Narcissus Poeticus . . . Poet's Daffodil

The big news from our yard this past week has been that all of the daffodils have come into bloom. I love the pink daffodils especially, because they seem so rare to me. But the flower in this photo just may be my favorite of them all: Narcissus poeticus, the poet's daffodil.

The blooms make me think of dogwood. I think it's the color and shapes of the petals that remind me. The petals of the poet's daffodil are white and very thin and delicate looking; interestingly shaped, a bit bendy in unexpected spots.

At the heart of the bloom is an eye of fire: bands of yellow and green surrounded by red. That is what gives this flower one of its alternative names: pheasant's eye. I like that name too, but I can't speak to how well it resembles a pheasant's eye, exactly, because it's been years since I've encountered a pheasant in real life.

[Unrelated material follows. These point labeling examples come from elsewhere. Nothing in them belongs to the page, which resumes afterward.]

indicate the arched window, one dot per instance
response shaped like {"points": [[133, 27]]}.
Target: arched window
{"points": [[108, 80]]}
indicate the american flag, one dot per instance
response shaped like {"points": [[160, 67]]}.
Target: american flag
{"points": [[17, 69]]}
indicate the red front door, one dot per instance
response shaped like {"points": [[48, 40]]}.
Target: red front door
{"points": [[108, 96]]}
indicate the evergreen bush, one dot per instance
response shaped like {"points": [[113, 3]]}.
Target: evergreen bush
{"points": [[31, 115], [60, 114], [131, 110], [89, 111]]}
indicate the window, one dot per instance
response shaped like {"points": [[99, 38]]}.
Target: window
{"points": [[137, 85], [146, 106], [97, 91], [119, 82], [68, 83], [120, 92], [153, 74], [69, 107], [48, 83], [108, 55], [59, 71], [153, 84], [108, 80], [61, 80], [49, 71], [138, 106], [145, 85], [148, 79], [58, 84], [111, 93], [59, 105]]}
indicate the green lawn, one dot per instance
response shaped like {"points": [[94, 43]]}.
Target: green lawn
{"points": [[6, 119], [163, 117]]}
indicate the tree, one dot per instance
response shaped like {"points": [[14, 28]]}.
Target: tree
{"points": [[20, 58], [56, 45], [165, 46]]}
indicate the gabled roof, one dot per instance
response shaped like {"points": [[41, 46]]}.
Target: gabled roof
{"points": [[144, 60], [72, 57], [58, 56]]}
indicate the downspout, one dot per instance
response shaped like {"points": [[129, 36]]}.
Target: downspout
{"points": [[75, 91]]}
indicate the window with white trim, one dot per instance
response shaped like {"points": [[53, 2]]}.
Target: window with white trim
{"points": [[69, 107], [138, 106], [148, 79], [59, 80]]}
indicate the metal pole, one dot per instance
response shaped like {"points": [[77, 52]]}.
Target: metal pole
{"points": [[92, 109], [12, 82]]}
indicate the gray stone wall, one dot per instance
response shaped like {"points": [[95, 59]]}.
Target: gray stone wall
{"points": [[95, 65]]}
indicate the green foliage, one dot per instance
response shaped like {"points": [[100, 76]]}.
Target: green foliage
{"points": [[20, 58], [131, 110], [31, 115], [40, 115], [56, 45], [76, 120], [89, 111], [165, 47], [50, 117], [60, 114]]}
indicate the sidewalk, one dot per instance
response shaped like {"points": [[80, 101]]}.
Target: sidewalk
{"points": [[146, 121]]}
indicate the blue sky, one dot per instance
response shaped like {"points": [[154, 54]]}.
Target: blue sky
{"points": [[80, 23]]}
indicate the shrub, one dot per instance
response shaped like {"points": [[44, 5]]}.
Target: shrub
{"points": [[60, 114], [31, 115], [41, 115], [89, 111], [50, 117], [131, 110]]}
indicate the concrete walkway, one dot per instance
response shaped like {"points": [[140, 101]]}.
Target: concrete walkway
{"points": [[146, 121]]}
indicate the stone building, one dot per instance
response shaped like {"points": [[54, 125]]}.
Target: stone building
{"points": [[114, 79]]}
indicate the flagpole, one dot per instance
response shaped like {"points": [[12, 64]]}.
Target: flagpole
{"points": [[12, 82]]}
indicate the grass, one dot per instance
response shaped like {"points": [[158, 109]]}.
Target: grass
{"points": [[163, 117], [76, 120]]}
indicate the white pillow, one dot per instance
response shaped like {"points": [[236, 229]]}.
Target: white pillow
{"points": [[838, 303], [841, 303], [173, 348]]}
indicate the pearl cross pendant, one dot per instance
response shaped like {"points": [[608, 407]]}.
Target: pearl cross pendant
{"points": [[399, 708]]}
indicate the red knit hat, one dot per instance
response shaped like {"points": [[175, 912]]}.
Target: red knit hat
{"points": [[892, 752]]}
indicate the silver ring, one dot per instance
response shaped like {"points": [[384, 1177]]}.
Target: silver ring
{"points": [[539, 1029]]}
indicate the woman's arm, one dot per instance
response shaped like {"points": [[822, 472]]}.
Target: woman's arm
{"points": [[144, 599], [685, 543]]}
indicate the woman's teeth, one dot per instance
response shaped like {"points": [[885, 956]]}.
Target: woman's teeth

Narcissus poeticus is one of the very oldest varieties of daffodil ever cultivated by human beings. There is something I like about that too: a sense of history.

My own history with these blooms goes back only about a dozen years, when I planted them all around the back of Gremlin's Meadow. I do nothing to them or for them, except to love them and photograph them.

And every year, they keep coming up without any help from me at all. There they stand like white sentinels in the back of the meadow: silent as ghosts, beautiful as angels with eyes of fire.

The soundtrack: Tori Amos, Silent All These Years.